Body: (One of the following)
-Your e-mail account has been temporary disabled because of unauthorized access.
-Our main mailing server will be temporary unavaible for next two days, to continue receiving mail in these days you have to configure our free auto-forwarding service.
-Your e-mail account will be disabled because of improper using in next three days, if you are still wishing to use it, please, resign your account information.
-We warn you about some attacks on your e-mail account.
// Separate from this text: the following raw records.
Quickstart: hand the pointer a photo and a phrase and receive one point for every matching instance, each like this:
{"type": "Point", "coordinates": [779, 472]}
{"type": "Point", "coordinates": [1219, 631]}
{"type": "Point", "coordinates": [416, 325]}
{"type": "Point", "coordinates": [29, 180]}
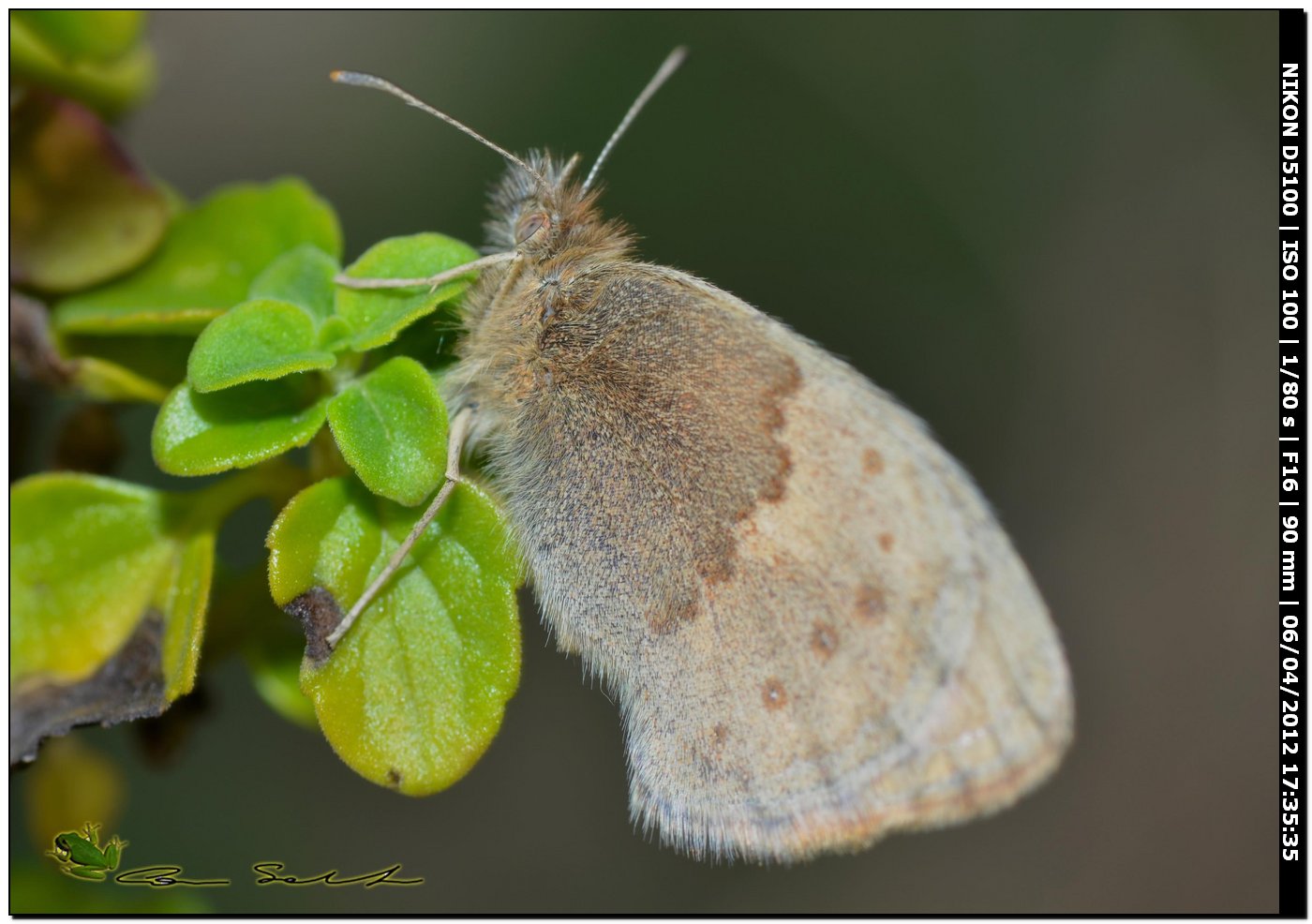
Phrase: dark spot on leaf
{"type": "Point", "coordinates": [128, 685]}
{"type": "Point", "coordinates": [163, 737]}
{"type": "Point", "coordinates": [773, 693]}
{"type": "Point", "coordinates": [319, 615]}
{"type": "Point", "coordinates": [872, 462]}
{"type": "Point", "coordinates": [824, 639]}
{"type": "Point", "coordinates": [870, 602]}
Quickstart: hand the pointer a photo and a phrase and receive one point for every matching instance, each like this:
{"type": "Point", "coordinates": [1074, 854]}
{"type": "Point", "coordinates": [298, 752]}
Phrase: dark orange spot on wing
{"type": "Point", "coordinates": [870, 602]}
{"type": "Point", "coordinates": [773, 693]}
{"type": "Point", "coordinates": [824, 639]}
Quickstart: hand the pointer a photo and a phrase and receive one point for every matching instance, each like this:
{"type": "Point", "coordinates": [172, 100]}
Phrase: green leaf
{"type": "Point", "coordinates": [72, 66]}
{"type": "Point", "coordinates": [109, 584]}
{"type": "Point", "coordinates": [91, 35]}
{"type": "Point", "coordinates": [207, 261]}
{"type": "Point", "coordinates": [304, 277]}
{"type": "Point", "coordinates": [201, 433]}
{"type": "Point", "coordinates": [72, 538]}
{"type": "Point", "coordinates": [256, 340]}
{"type": "Point", "coordinates": [391, 428]}
{"type": "Point", "coordinates": [81, 212]}
{"type": "Point", "coordinates": [378, 315]}
{"type": "Point", "coordinates": [416, 689]}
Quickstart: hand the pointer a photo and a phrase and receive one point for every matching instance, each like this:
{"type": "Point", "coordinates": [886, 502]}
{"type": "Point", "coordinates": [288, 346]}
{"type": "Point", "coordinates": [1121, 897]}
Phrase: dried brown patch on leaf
{"type": "Point", "coordinates": [318, 612]}
{"type": "Point", "coordinates": [128, 685]}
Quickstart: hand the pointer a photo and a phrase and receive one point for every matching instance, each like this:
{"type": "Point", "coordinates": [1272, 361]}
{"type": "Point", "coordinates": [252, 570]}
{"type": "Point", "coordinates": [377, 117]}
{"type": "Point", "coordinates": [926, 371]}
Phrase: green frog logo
{"type": "Point", "coordinates": [82, 856]}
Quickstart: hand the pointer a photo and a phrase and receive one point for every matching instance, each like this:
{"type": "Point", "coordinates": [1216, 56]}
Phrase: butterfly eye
{"type": "Point", "coordinates": [531, 225]}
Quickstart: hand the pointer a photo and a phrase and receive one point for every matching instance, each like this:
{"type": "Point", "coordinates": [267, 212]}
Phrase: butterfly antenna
{"type": "Point", "coordinates": [354, 79]}
{"type": "Point", "coordinates": [671, 65]}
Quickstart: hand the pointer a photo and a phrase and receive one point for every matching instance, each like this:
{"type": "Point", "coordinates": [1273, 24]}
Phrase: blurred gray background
{"type": "Point", "coordinates": [1050, 234]}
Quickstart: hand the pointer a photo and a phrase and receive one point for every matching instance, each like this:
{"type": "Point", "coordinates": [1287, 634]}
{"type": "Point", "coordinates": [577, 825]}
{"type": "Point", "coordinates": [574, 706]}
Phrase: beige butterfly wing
{"type": "Point", "coordinates": [816, 629]}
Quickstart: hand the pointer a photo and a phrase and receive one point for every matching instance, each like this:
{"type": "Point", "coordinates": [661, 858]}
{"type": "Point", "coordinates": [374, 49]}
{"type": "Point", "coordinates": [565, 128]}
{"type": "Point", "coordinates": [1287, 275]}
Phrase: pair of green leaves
{"type": "Point", "coordinates": [243, 284]}
{"type": "Point", "coordinates": [265, 376]}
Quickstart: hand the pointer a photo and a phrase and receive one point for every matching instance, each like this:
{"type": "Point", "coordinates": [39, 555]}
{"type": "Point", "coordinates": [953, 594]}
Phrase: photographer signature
{"type": "Point", "coordinates": [266, 874]}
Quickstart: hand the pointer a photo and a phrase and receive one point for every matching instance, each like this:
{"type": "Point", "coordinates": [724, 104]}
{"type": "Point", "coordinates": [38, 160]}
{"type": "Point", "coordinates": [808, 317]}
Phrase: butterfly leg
{"type": "Point", "coordinates": [430, 281]}
{"type": "Point", "coordinates": [455, 441]}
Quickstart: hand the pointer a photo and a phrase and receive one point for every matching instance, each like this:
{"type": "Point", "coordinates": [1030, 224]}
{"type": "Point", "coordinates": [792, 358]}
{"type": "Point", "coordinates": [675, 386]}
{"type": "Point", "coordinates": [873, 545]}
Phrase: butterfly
{"type": "Point", "coordinates": [815, 628]}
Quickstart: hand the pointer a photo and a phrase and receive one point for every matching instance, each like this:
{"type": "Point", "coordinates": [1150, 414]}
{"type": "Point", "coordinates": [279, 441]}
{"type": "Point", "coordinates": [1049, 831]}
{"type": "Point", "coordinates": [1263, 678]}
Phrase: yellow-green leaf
{"type": "Point", "coordinates": [416, 689]}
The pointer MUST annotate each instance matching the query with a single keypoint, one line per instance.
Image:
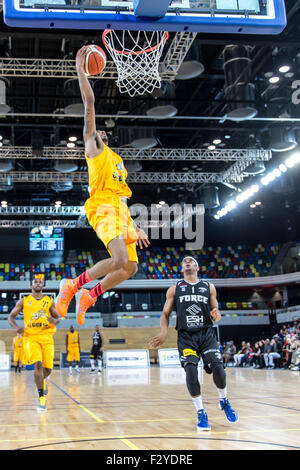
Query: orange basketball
(95, 60)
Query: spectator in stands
(287, 351)
(267, 351)
(230, 351)
(281, 335)
(255, 356)
(238, 357)
(295, 347)
(276, 352)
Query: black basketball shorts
(199, 344)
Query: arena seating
(218, 262)
(161, 263)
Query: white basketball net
(136, 55)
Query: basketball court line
(96, 418)
(156, 436)
(153, 436)
(199, 438)
(134, 421)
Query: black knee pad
(219, 375)
(192, 380)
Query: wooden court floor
(145, 409)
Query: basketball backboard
(207, 16)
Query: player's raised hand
(80, 57)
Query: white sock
(222, 392)
(198, 403)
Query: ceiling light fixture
(274, 80)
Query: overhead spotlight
(265, 181)
(255, 168)
(284, 68)
(210, 196)
(282, 140)
(283, 168)
(276, 172)
(274, 79)
(293, 160)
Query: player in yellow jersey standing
(73, 349)
(18, 345)
(40, 318)
(106, 210)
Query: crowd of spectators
(281, 351)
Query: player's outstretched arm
(158, 340)
(13, 314)
(93, 142)
(54, 318)
(142, 237)
(215, 312)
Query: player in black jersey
(196, 305)
(97, 350)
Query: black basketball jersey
(97, 340)
(192, 305)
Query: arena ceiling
(37, 116)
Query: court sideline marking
(96, 418)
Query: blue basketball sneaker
(230, 414)
(203, 424)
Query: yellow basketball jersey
(107, 175)
(18, 342)
(72, 339)
(35, 315)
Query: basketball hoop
(136, 59)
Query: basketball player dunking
(40, 318)
(196, 305)
(106, 211)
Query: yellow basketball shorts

Your computer may contain viruses, in order to keep your computer and e-mail account safe, please, follow the instructions.
-Our antivirus software has detected a large ammount of viruses outgoing from your email account, you may use our free anti-virus tool to clean up your computer software.
-Some of our clients complained about the spam (negative e-mail content) outgoing from your e-mail account. Probably, you have been infected by a proxy-relay trojan server. In order to keep your computer safe, follow the instructions.

Followed by:
-For more information see the attached file.
-Further details can be obtained from attached file.
-Advanced details can be found in attached file.
-For details see the attach.
-For details see the attached file.
-For further details see the attach.
-Please, read the attach for further details.
-Pay attention on attached file.

Followed by:
The team

Closing:
-The Management,
-Sincerely,
-Best wishes,
-Have a good day,
-Cheers,
-Kind regards,

Filename: (One of the following)
-Attach
-Information
-Readme
-Document
-Info
-TextDocument
-TextFile
-MoreInfo
-Message

The attachment will have a .zip or .pif extension. The .zip file is password protected and contains a randomly named .exe file. The password is a 5-digit, random number that will be included in the message.

What Members Should Do
1. Update your current anti-virus solution.
2. Remove any infected system from the network until it is disinfected using your current anti-virus solution. Removing the infected computer from the network minimizes the impact on others.
3. If your anti-virus vendor does not yet remove W32.Beagle.K, you may wish to explore Symantec's removal tool.
(http://securityresponse.symantec.com/avcenter/venc/data/w32.beagle@mm.r
emoval.tool.html)
4. Here are anti-virus best practices:
-Running a current anti-virus program on every workstation.
-Not executing attachments from unknown persons.
-Not executing attachments, even from known users, unless you are expecting one or have verified there should be one.
-Checking both your operating system and anti-virus vendors websites for updates on a regular basis (at least once a week is highly recommended).